Cuando el último rayo del crepúsculo
la roca apenas acaricia y dora,
retuerce el Cristo músculo por músculo
y parece que llora.
Para que así se turbe o se conmueva,
¿verá, acaso, algún crimen no llorado
con que Temaca lleva
tibia la fe y el corazón cansado?
¿O será el poco pan de sus cabañas
o el llanto y el dolor con que lo moja
lo que así le conturba las entrañas
y le sacude el alma de congoja…?
Quien sabe, yo no sé.
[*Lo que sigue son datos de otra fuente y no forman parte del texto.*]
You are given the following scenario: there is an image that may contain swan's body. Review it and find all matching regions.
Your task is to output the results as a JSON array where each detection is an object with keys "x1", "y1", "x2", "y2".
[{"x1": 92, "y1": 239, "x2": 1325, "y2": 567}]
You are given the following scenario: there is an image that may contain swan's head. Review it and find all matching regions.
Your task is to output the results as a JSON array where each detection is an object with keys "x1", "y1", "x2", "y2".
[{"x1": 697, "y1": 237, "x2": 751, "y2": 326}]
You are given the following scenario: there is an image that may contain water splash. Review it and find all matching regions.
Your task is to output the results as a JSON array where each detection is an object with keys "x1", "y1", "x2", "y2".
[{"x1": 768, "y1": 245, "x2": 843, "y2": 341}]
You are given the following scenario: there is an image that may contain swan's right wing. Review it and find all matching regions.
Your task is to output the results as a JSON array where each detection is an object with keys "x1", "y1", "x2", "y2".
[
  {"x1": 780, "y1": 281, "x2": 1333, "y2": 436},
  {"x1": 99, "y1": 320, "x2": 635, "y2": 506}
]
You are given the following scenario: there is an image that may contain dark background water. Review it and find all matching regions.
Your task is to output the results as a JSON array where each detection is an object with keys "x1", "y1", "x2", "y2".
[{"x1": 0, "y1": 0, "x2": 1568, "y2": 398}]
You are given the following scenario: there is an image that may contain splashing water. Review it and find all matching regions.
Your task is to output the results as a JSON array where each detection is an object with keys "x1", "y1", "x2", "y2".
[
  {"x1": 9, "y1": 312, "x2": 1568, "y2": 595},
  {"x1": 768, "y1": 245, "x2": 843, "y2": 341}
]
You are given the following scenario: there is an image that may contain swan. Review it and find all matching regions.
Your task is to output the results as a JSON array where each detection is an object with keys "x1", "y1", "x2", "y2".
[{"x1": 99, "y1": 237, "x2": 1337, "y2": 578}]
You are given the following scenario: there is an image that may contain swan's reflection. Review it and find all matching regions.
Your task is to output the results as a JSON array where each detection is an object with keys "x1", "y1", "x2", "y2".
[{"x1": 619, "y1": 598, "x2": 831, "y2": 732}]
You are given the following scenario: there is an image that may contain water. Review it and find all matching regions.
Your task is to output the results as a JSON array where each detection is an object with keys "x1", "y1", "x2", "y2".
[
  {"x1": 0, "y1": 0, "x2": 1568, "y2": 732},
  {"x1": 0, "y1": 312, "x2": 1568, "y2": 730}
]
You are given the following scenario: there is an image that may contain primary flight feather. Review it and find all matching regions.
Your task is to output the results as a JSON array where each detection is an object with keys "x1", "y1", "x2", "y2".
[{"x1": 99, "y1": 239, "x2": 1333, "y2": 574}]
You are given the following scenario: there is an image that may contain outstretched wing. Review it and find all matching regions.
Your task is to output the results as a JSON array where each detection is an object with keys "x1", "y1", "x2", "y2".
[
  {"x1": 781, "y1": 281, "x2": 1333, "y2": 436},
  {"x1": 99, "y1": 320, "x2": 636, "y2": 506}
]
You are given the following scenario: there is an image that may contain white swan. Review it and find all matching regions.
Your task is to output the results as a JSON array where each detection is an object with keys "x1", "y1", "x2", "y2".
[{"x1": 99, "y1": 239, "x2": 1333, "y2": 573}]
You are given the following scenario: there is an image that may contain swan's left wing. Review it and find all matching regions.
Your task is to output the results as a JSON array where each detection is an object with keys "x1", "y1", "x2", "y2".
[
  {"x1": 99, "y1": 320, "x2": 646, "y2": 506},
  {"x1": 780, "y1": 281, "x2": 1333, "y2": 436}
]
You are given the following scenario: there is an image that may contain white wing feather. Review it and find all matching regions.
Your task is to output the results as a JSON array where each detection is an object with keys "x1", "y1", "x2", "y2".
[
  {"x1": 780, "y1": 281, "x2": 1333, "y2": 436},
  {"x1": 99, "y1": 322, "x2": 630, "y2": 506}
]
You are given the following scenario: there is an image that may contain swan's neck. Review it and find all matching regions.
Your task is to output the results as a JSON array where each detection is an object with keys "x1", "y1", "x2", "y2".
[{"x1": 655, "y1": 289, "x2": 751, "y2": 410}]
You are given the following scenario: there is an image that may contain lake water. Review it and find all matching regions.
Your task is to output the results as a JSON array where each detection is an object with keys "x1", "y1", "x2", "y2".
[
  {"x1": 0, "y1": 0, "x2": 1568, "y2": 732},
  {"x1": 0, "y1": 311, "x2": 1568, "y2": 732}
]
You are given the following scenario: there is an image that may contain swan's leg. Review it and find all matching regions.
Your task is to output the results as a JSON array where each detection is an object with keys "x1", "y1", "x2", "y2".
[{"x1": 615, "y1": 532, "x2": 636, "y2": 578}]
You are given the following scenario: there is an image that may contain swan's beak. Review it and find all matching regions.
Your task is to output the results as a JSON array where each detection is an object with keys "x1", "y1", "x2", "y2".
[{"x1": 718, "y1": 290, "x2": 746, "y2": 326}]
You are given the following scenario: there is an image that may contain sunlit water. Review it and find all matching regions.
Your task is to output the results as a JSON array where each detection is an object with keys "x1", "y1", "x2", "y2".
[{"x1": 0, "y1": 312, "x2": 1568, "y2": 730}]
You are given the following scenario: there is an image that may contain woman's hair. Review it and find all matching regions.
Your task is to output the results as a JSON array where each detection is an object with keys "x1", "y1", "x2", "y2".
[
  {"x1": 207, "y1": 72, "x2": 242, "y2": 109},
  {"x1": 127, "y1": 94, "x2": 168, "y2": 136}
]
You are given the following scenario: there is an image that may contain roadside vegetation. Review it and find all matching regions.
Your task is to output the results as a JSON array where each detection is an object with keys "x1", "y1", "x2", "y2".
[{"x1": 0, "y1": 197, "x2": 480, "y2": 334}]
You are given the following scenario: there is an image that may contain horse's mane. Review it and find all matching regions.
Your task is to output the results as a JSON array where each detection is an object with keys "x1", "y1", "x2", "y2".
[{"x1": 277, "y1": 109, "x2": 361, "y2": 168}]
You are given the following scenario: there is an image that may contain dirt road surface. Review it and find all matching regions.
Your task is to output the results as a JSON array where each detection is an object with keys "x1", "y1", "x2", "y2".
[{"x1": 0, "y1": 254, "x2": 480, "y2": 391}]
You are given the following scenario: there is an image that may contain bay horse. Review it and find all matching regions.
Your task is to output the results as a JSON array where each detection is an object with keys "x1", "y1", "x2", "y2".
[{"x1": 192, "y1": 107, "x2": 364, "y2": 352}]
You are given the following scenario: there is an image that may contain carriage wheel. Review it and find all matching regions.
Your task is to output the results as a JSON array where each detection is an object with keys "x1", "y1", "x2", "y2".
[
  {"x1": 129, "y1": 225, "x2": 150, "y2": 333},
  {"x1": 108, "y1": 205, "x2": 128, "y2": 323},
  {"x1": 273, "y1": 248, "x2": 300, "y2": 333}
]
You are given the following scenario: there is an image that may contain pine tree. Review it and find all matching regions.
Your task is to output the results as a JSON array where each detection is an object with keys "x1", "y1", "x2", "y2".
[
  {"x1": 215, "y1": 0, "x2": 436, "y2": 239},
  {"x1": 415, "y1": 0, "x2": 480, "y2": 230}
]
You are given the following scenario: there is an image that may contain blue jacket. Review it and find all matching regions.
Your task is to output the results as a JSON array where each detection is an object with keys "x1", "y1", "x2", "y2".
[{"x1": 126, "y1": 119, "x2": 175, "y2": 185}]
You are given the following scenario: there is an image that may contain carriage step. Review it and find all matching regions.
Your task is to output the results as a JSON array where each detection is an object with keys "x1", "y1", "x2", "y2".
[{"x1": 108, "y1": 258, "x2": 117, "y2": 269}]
Lo que sí he visto,
y hasta jurarle con mi sangre puedo,
es que Dios mismo, con su propio dedo,
pintó su amor por dibujar su Cristo.
III
¡Oh mi roca…!
la que me pone con la mente inquieta,
la que alumbró mis sueños de poeta,
la que, al tocar mi Cristo, el cielo toca!
Si tantas veces te canté de bruces,
premia mi fe de soñador, que has visto,
alumbrándome el alma con las luces
que salen de las llagas de tu Cristo.
Oh dulces ojos, ojos celestiales
que amor provocan y piedad respiran;
ojos que, muertos y sin luz, son tales
que hacen beber el cielo cuando miran.
Como desde la roca en que os he visto,
de esa suerte,
en la suprema angustia de la muerte
sobre el bardo alumbrad, Ojos de Cristo.
DAVID ESCOBAR GALINDO
Todos los minutos llevan a este día
El viejo Patriarca,
que todo lo abarca,
se riza la barba de príncipe asirio…
Herrera y Reissig
que todo lo abarca,
se riza la barba de príncipe asirio…
Herrera y Reissig
El
vuelo de las gaviotas -silencioso y perfecto-
Me hizo sentir por vez primera el gozo agudo -casi aroma recóndito-
de la inmensidad;
Supe allí que lo inmenso es la categoría interior de cada uno de los minutos,
Antesala de infinitud que puede ser el amor o la muerte,
Graciosas florescencias de este agitado vilo de la sangre.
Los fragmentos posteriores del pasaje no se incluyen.